# My works



## Solomoon (Jul 17, 2015)

You can look and comment my works

V. Photography Facebook


----------



## waday (Jul 17, 2015)

Please post a few photos here.. I'm not clicking on your link.


----------



## ronlane (Jul 17, 2015)

Welcome to the site.

Just as waday, a lot of people will not click through to other sites.

If you are truly wanting some C&C or comments then pick out 3-5 images and post them on here.


----------



## Solomoon (Jul 17, 2015)

Hi guys.


----------



## Solomoon (Jul 17, 2015)




----------



## Solomoon (Jul 17, 2015)

i have about 2000 photographies on my page..so i can't move everything here..but here's some of my work


----------



## ronlane (Jul 17, 2015)

Okay, here is what I see.

1) Very hard light and too contrasty for my tastes.

2) I would crop out the stone in the bottom right as it is bright and draws my attention. This is the best lit of the group you have shared.

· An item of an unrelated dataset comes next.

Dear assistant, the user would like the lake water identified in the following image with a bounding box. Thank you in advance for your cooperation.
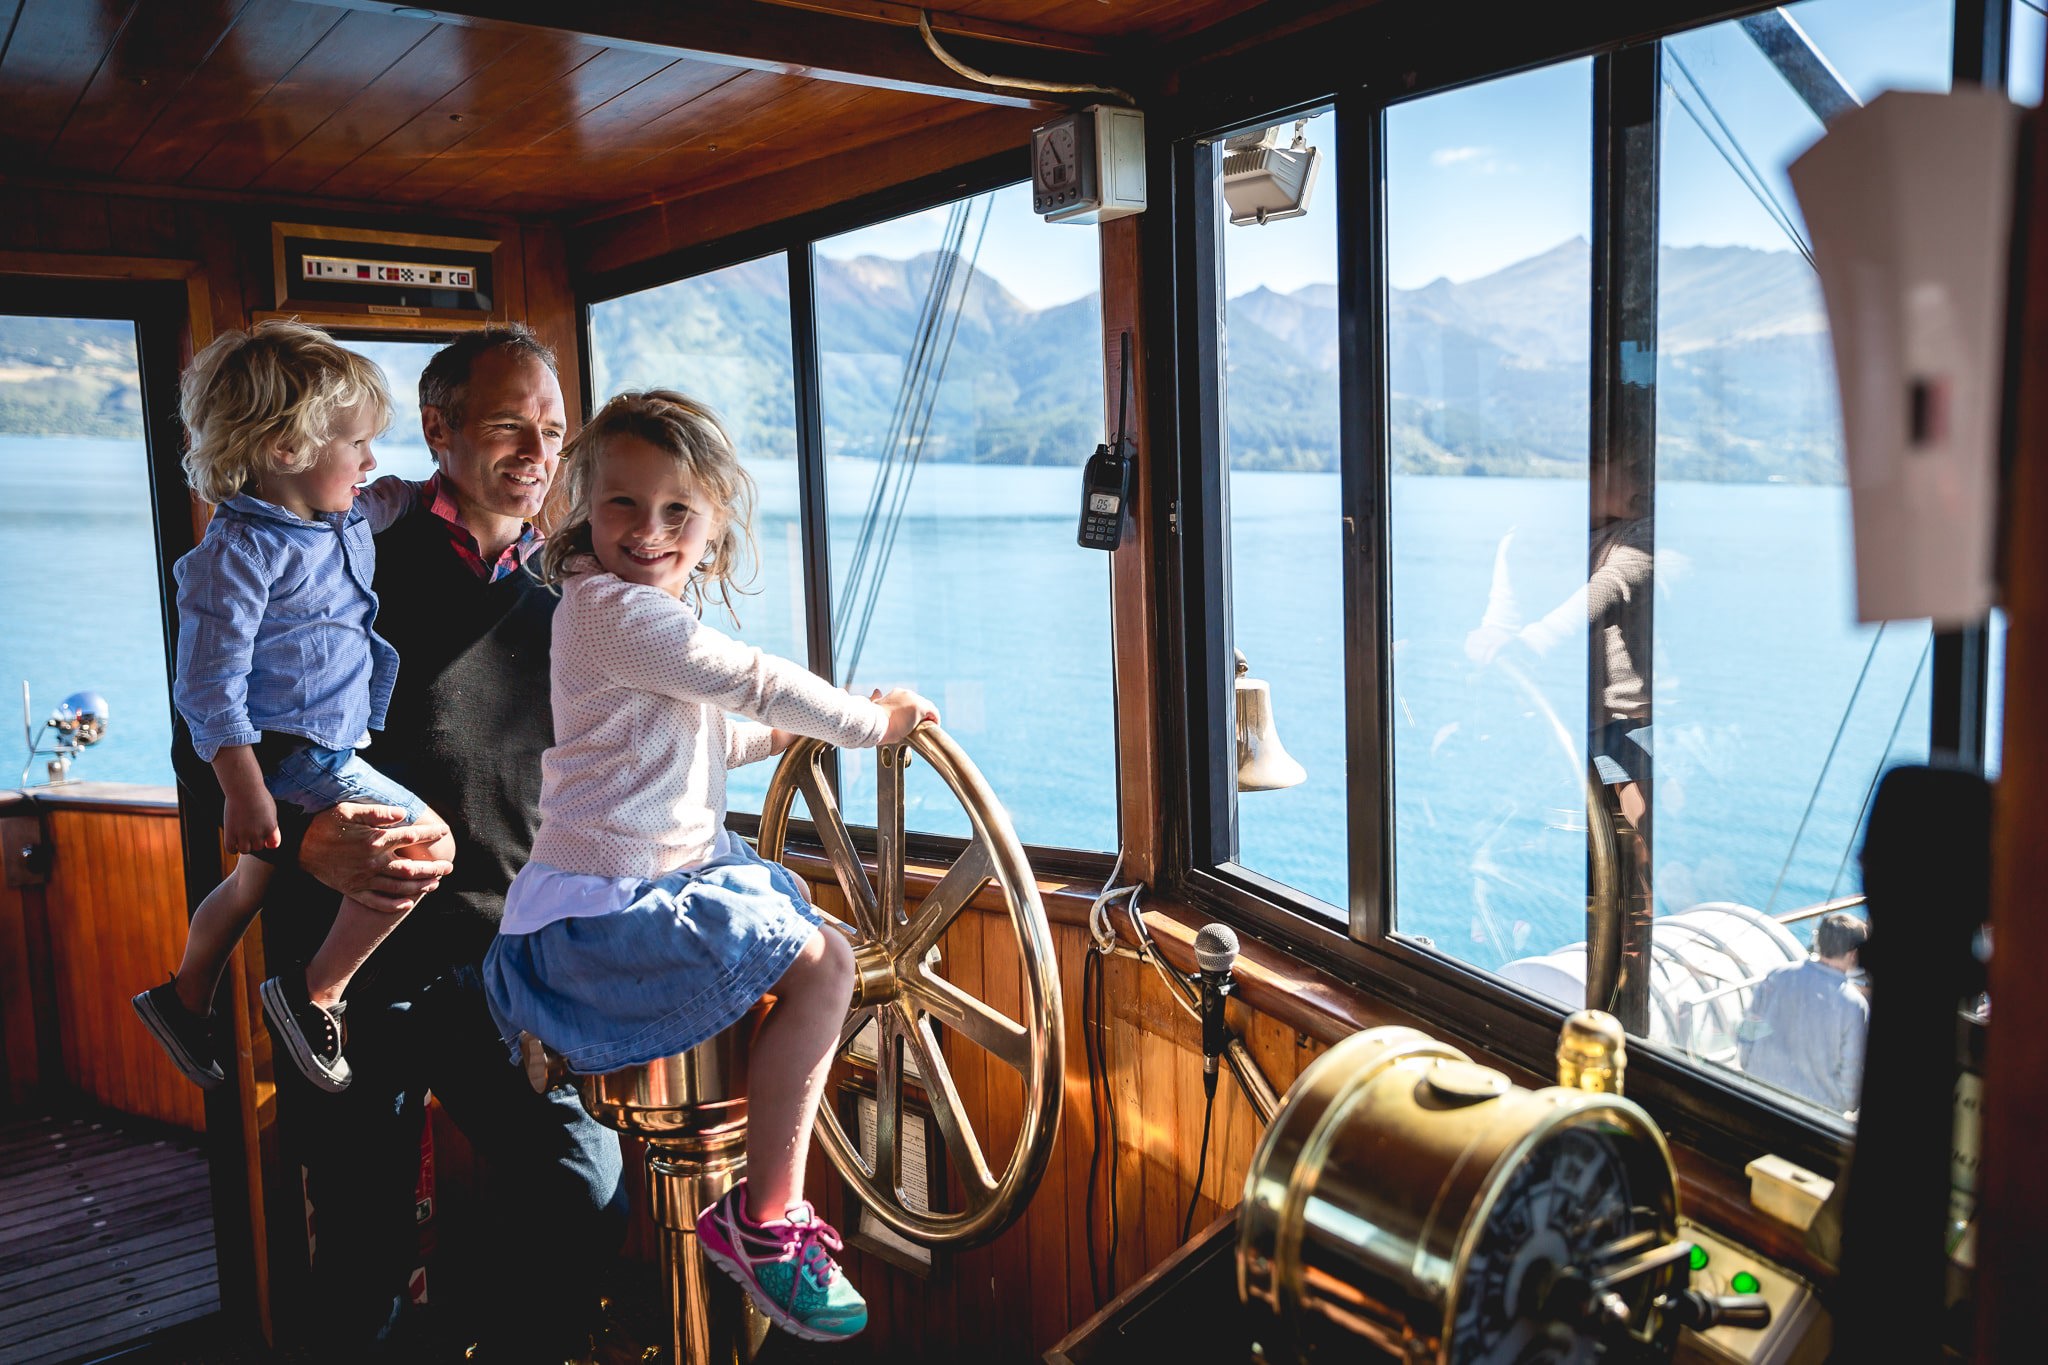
[1,434,1933,969]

3) Again very contrasty and the skin tones look off to me. Looks close to cutting off her knees, it may have helped to shoot this on portrait.

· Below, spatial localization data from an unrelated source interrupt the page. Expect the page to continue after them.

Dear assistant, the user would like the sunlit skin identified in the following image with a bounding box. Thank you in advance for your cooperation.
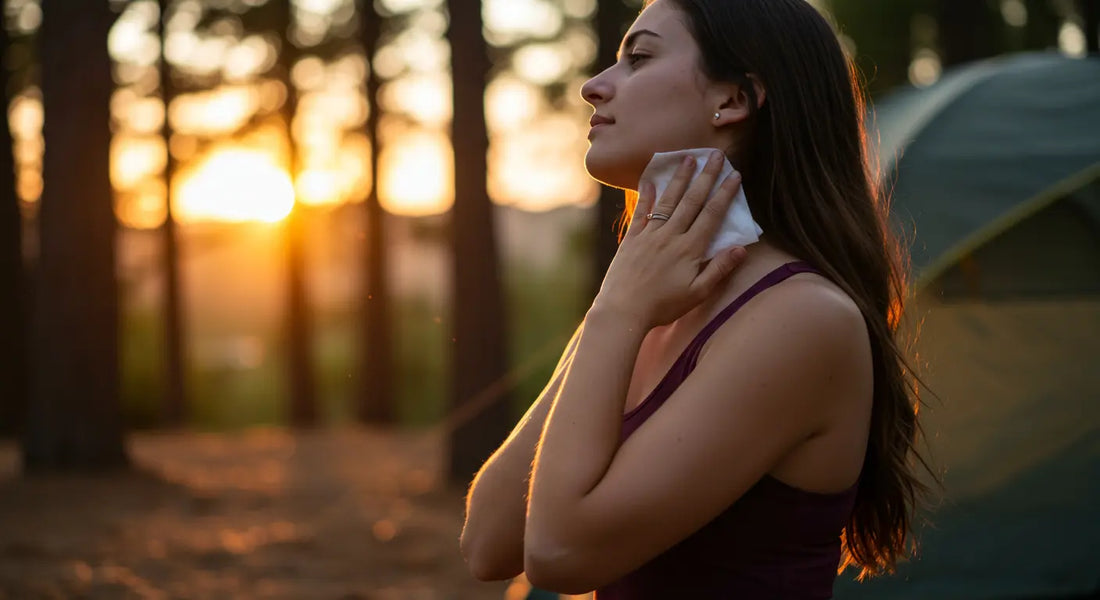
[580,3,756,190]
[460,1,873,591]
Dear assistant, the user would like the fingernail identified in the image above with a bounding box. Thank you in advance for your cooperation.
[710,149,724,163]
[683,156,695,168]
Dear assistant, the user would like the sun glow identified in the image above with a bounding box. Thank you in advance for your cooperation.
[175,149,295,223]
[378,127,452,216]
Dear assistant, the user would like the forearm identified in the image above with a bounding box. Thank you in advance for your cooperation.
[460,391,555,579]
[526,307,648,552]
[460,324,584,580]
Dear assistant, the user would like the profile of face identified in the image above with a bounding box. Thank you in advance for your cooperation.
[580,0,751,191]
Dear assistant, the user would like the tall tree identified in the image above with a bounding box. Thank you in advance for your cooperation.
[0,20,27,438]
[23,0,126,469]
[1083,0,1099,54]
[938,0,1001,67]
[355,0,394,424]
[446,0,513,484]
[830,0,919,96]
[276,0,318,427]
[591,0,637,300]
[1020,0,1063,51]
[157,0,188,427]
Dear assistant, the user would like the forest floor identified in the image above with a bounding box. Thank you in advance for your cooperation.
[0,428,560,600]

4) Over processed sky in this one. It looks like you exposed for the sky correctly but I think it needs some fill in her face, as she is really dark. If you were wanting her dark, may I suggest making it a silhouette.

5) This one is contrasty as well and she is composed in the middle of the scene instead of rule of thirds.


----------



## floatingby (Jul 17, 2015)

Nice location, good looking subject and tasteful poses, but the hard lighting and oversaturation distract from all that.


----------



## Braineack (Jul 17, 2015)

I scrolled through your FB pics.  It looks like a lot of the same image done in different treatments.   Seems you rely heavily on a certain color palette.

I'd suggest maybe stepping back from post-processing and focus on the image capturing.

You're showing lots of potential.


----------



## Solomoon (Jul 17, 2015)

Thank you people for replies. i will consider all of your suggestions.


----------